Gamma and delta neutral hedging

sorry I give up on this subject…no one wants to listen.

Please Dreary, I know that you are spot on in this matter. Please help out!

ok I will comment on this, no problem…I’m a good samaritan :slight_smile:

1 Short call + long stock

This is correct as we mentioned before.

2 Long Put + short stock

If you do this then you are doubling down and betting in one direction, down! You gain both from the stock price going down, and from the put price rising as the stock goes down. This is not hedging …and you are also spending money on the put, so this is costly.

Use short calls or short puts whichever you like. the idea is to generate some premium to offset the loss in teh stock price. The only way to generate premium is to *sell* the option, i.e., go short.

I feel like i’m fighting a losing battle here. Dreary, delta hedging isn’t about generating premium. it’s about designing a portfolio that won’t change in value when the underlying’s value changes.

ie: [GAINS/LOSSES FROM STOCK] = [GAINS/LOSSES FROM OPTION]

if you were long a stock and sold puts (as in your example above), to use your logic, as the stock price went down you would sell more puts to “offset the loss”. this wouldn’t offset anything at all, it would just mean you lose MORE – say the stock price falls to zero. this means you’ve lost ALL your money on the stock and had to pay out on ALL the puts you wrote!

to maxmeomeo – i don’t see why you couldn’t sell a put as long as it hedged your position in the stock (ie one gains when the other loses). this would mean you would have to be short the stock, i guess.

Dreary, Kiakaha is correct.

What you are doing is after the fact, ie. after the underlying has moved. For instance, you are selling options to offset the loss after the stock has moved.

Delta hedging happens before a stock move ie, before you even know what losses you have to “offset”

what you need to do is determine the options position that will offset any change in the stock price BEFORE the underlying moves.

hope this helps!

Agree with Kiakaha. That was exactly my point. Can someone post a good reference to settle this question once and for all. It drives me nuts.

ok, ok, ok…hold on, hold on…now I went back to read what I wrote above and I think I may have gotten carried away! My apologies for saying that “…you can use short calls or short puts to achieve the desired delta hedge”…because I should have said:

  1. Use short calls with *long* stock, and

  2. Use short puts with *short* stock…so you can sell puts, but you have to be short the stock.

The example I mentioned above kind of ignored the distinction, which is wrong of course, like Kiakaha said. I was focusing on one leg of the dynamic issue, and ignored the nature of the stock position. But to the origianl argument about delta hedging “IT IS NOT ABOUT BUYING PUTS TO HEDGE A LONG STOCK POSITION”. That’s not delta hedging.

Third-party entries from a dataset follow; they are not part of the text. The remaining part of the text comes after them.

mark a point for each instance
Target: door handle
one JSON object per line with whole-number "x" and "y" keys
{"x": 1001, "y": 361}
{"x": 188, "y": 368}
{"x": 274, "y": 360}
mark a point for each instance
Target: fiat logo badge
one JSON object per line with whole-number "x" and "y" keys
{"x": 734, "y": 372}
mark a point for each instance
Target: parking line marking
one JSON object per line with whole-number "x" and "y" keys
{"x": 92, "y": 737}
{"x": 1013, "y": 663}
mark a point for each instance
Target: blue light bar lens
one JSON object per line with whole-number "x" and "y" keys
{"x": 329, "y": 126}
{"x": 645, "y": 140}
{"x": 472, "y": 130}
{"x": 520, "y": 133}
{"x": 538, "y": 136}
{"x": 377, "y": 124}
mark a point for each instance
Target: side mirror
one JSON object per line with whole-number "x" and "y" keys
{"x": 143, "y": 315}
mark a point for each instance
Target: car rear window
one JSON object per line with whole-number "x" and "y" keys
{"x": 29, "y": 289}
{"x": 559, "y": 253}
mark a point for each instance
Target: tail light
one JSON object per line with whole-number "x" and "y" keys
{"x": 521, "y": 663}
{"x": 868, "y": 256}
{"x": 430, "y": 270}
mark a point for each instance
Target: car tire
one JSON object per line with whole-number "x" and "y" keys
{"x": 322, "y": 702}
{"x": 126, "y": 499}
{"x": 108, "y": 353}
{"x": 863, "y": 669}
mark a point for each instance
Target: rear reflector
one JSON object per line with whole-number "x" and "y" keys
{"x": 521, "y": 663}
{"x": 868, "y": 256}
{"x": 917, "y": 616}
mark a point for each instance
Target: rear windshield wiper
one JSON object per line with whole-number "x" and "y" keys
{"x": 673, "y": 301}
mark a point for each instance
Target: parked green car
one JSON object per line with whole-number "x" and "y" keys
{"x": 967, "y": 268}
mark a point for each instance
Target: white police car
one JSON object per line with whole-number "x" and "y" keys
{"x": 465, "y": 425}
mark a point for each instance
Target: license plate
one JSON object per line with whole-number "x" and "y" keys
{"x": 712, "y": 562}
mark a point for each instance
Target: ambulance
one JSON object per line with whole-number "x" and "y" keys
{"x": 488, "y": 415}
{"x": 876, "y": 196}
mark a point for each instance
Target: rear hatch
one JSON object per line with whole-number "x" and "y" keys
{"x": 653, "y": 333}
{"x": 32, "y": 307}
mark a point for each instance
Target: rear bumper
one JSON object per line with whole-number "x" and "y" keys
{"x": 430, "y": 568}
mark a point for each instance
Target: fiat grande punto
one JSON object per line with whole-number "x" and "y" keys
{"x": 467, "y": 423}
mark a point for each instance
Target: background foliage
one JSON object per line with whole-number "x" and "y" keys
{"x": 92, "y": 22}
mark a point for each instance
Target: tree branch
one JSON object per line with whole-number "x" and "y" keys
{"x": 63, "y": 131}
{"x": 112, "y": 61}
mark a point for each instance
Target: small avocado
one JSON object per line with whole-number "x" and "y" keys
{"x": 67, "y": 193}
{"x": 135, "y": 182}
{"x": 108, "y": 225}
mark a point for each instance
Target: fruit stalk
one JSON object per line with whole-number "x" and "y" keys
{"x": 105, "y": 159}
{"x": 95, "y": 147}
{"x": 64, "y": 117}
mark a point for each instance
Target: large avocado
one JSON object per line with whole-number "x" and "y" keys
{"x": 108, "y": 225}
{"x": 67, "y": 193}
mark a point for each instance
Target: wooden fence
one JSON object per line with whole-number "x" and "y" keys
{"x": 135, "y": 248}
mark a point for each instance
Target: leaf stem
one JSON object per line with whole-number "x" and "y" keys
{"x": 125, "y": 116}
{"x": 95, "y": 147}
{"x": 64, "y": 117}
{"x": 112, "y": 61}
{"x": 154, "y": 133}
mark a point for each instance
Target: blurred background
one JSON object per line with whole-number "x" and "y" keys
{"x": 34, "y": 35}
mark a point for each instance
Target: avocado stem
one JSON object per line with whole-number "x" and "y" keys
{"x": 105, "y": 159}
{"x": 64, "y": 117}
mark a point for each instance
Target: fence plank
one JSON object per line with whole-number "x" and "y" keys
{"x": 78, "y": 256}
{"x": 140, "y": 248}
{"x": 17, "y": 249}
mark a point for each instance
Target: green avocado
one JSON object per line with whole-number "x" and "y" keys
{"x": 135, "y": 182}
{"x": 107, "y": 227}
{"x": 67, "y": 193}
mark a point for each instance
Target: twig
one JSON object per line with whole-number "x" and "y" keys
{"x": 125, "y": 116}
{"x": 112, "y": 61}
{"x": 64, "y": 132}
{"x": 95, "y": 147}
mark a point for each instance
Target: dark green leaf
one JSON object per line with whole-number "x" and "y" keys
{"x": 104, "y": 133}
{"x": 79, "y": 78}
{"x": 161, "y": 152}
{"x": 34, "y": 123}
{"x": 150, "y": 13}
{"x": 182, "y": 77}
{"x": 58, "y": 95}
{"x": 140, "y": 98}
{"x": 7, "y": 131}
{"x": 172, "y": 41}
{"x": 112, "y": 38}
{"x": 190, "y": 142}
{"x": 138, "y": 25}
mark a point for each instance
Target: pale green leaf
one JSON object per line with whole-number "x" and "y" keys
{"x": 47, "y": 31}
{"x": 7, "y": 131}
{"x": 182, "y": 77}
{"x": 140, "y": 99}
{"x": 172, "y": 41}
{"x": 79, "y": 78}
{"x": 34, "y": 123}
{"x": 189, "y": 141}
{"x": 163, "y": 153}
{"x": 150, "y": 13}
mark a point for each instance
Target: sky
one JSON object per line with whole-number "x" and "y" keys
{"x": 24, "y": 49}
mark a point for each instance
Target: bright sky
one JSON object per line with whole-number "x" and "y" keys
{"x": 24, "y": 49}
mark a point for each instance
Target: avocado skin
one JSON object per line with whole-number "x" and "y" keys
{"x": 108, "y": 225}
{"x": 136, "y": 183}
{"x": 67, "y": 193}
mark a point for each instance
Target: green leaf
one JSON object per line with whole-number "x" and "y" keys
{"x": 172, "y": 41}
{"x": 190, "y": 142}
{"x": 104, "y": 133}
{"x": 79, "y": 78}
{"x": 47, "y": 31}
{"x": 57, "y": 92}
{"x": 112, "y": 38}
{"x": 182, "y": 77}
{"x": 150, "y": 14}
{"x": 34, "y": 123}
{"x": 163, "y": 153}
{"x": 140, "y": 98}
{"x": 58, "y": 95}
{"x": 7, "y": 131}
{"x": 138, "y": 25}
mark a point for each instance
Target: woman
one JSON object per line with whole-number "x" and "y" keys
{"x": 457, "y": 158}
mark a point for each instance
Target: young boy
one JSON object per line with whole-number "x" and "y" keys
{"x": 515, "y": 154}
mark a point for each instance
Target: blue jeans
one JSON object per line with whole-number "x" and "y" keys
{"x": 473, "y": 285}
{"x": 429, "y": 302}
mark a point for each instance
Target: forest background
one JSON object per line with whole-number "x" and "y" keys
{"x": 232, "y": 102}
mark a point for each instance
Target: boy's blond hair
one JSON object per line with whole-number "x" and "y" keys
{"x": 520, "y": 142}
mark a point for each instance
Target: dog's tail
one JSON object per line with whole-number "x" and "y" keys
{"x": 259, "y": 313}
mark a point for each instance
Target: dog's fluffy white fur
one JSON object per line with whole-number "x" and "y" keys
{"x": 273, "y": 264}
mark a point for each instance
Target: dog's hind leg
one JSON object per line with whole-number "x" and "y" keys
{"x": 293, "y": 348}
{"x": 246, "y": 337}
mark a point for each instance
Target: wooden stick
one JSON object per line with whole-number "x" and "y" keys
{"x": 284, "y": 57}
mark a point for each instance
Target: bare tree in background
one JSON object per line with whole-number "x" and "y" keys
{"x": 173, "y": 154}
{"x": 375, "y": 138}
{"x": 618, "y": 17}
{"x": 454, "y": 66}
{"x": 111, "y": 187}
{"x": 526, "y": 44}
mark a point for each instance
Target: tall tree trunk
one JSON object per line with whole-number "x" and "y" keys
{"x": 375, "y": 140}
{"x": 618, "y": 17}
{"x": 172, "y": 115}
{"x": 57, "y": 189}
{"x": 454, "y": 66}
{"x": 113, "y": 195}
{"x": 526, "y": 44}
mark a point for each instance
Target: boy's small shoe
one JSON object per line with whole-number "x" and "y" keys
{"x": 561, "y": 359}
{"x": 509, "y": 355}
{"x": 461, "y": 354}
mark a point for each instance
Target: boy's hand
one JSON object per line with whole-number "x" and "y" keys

Delta hedging again, to hopefully summarize this , is like stated above:

  1. Use short calls with long stock, or

  2. Use short puts with short stock.

In each case, you could sell the options first then hedge buy buying and selling the stock, or start by buying or short selling the stock then buy or sell the options as you go along.

I believe this is correctly stated, but one thing I learned is that one can never be too sure!

People, people! Let’s all take a deep breath here and remember that Delta is the amount of stock required to hedge an OPTION position, not vice versa. One inverses the equation to understand how many options are needed to hedge one’s stock position. Why? Because the whole shebang was initially driven by options market makers, who write options for a living. What sane person who seeks to make money for their clients would be short volatility on purpose, and consistently? (No jokes about long bond managers, OK.) So let’s say I’m an Options market maker. About 90% of the time, I’m writing options, so I have a massive book of short vol positions, and thus am incredibly sensitive to the movements of the underlyings. I need a way to hedge the risk of being called in and not being able to pay for it, so Delta tells me how much stock I need to buy or sell in order that I don’t get squashed, and Gamma tells me how fast I need to be re-hedging. Think about this from the market makers’ perspective: if they have written a put at a particular price, they’re on the hook to buy at, say, $20. If the stock tanks at goes to 3, clearly they should have shorted an equivalent amount such that figuring in the premium, they make .50 in any event.

If I want to use the same equation to create synthetic stops on my long cash or short cash positions, I can go and do that, and even borrow the market makers’ terminology, but the equation remains the same. Can we all go back to being friends now?

thesloth, what you describe is correct, but delta hedging is used for *both* hedging your option positions or hedging your stock positions. That’s not a point of dispute, check many sources that show that. Dispute came because someone says to hedge your long stock position with delta hedging you need to buy some puts…that’s what caused the confusion…and the correct answer of course is to sell some calls.

Agreed Dreary (see 2nd to last sentence), but I am trying to illustrate the non-intuitive here, so went back to the origins of the equation for that purpose. And while Delta hedging is of course used constantly to hedge cash positions, the equation produces the amount of stock required to hedge an option position for the reason I described.